December 19, 2023

Books & Records: What the Past Year Has Taught Us

This Dechert memo looks back at Delaware opinions on books and records demands in the last year and makes recommendations for drafting minutes and gathering responsive documents. It highlights two recent decisions that show the need to be judicious with any redactions when producing materials.

First, [a decision] criticized a series of relevance redactions that seemed to defy logic, including mid-sentence redactions in apparently responsive paragraphs, redaction of a paragraph in the middle of minutes for a special meeting to address the exact subject of the Section 220 demand, and multiple redactions to a one-page memorandum that also addressed the subject at issue. The Vice Chancellor explained, for example, that “there is no reason to think that the author of the minutes incoherently injected an unrelated topic into an otherwise responsive sentence.” […]

Several months later, the same issue of over-redaction contributed to the Court of Chancery’s denial of a motion to dismiss. Because all substantive discussions of the disputed topic were redacted from board minutes, the Court allowed plaintiffs’ claim to proceed on the inference that the company’s board did not discuss or act on the issue.

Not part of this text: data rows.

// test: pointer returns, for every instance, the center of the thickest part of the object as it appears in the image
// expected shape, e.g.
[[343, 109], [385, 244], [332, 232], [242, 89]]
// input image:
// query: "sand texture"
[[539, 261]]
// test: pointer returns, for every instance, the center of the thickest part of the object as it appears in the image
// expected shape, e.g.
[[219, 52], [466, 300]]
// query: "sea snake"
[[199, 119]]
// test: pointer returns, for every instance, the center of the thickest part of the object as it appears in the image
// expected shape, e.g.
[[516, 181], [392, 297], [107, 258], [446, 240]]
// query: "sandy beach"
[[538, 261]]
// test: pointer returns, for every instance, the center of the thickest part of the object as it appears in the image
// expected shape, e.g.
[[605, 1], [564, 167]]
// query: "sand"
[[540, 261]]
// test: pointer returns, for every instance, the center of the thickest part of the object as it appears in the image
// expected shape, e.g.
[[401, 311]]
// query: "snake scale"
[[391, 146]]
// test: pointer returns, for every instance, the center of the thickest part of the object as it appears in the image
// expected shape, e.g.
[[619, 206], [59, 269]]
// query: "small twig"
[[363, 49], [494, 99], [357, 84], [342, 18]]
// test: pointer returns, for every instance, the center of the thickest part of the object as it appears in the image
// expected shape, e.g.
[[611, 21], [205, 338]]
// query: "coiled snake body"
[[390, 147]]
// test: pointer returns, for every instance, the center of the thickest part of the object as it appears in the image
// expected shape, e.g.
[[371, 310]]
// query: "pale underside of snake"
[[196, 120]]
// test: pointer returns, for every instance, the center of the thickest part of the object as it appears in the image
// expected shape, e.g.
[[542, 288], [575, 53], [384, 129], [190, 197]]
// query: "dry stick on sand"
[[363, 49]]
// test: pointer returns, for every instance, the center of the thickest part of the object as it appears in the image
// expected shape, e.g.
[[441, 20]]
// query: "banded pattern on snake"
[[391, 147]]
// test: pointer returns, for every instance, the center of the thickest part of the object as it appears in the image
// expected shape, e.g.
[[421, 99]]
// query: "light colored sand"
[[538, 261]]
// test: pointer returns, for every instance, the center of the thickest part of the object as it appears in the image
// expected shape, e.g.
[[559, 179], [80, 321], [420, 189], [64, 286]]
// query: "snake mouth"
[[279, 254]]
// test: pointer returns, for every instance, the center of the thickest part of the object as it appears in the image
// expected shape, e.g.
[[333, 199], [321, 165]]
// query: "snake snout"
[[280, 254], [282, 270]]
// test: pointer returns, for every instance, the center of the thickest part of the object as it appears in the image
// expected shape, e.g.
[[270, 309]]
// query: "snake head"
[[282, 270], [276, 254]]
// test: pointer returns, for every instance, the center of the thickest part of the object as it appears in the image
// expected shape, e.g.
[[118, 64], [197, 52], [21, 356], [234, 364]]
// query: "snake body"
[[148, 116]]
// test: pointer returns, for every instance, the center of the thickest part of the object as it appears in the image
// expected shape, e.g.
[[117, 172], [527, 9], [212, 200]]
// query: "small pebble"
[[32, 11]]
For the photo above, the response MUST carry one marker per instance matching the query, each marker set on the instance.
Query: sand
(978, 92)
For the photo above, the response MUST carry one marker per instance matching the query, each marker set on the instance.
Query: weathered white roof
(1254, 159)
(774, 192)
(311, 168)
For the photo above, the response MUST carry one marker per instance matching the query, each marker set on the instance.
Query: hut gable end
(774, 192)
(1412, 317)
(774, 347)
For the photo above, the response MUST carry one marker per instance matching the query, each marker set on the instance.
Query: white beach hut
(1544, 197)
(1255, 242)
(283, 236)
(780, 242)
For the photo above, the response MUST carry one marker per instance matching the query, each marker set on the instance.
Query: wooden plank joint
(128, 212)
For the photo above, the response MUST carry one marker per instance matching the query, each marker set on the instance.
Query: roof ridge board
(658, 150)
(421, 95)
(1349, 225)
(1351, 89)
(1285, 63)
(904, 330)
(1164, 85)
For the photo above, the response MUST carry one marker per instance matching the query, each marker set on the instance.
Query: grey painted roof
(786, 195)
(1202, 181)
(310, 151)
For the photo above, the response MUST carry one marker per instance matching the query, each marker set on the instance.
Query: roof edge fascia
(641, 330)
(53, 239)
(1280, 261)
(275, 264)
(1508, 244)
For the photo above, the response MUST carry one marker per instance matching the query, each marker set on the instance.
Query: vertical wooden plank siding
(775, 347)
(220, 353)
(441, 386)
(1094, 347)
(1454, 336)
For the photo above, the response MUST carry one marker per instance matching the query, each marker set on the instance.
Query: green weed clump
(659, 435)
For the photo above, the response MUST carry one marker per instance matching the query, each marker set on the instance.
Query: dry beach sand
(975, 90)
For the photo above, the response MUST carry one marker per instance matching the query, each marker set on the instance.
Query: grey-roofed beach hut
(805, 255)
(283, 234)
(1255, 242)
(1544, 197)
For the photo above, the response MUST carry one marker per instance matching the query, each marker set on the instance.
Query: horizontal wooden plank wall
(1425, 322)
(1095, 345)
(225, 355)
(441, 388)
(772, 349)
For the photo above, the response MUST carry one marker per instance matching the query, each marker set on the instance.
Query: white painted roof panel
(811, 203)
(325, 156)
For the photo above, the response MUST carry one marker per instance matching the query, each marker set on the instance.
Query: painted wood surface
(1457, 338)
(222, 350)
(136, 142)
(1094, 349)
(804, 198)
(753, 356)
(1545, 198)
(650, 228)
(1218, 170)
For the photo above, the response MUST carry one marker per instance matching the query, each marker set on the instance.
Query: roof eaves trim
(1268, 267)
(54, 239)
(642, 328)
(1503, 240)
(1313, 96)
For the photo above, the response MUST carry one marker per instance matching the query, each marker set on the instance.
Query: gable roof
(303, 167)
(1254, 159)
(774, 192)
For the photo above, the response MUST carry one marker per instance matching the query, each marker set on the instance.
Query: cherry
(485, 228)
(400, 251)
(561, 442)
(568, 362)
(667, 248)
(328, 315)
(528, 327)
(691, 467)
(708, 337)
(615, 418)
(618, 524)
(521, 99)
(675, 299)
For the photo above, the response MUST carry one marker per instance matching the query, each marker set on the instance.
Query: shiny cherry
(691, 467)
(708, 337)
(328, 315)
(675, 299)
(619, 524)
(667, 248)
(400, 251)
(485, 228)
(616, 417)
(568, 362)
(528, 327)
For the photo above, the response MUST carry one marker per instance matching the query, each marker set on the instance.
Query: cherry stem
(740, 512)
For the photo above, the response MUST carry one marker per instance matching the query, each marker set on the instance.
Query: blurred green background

Given these recent decisions and others related to the stated purpose and the scope of the request, it makes these suggestions:

– minutes should be drafted to organize like-with-like, include clear headings showing the different topics discussed, and reflect both privileged and business discussions, if any, on the pertinent topics,
– minutes should provide sufficient detail on each item discussed to show that the directors engaged in a discussion on the issue and decided on some further action,
– ideally, the directors will be informed by management, ask questions, deliberate, and exercise their business judgment, and the minutes will reflect that,
– materials considered by the board, such as presentations and reports, can be attached to meeting agendas or minutes, to provide a complete record of each meeting, and
– if redactions are needed, litigation counsel should be judicious in considering what information is redacted in response to a Section 220 demand, and consider carefully whether the reasons for a redaction (particularly based on a lack of relevance) are sufficiently clear from the face of the document so as to avoid any inference that directors did not engage on the topic at issue.

While we’re on the topic, this Sullivan & Cromwell memo discusses a November opinion on Section 220 demands. In Greenlight Capital Offshore Partners, Ltd. v. Brighthouse Financial, Inc. (Del. Ch.; 11/23), the Chancery Court granted a request by a stockholder of a publicly traded company to inspect the books and records of a private subsidiary. The court “held that the private subsidiary’s books and records were within the scope of what could be sought under Section 220, but ordered the company to produce only a limited subset of the requested information, including board minutes and formal communications with the company’s primary regulator.”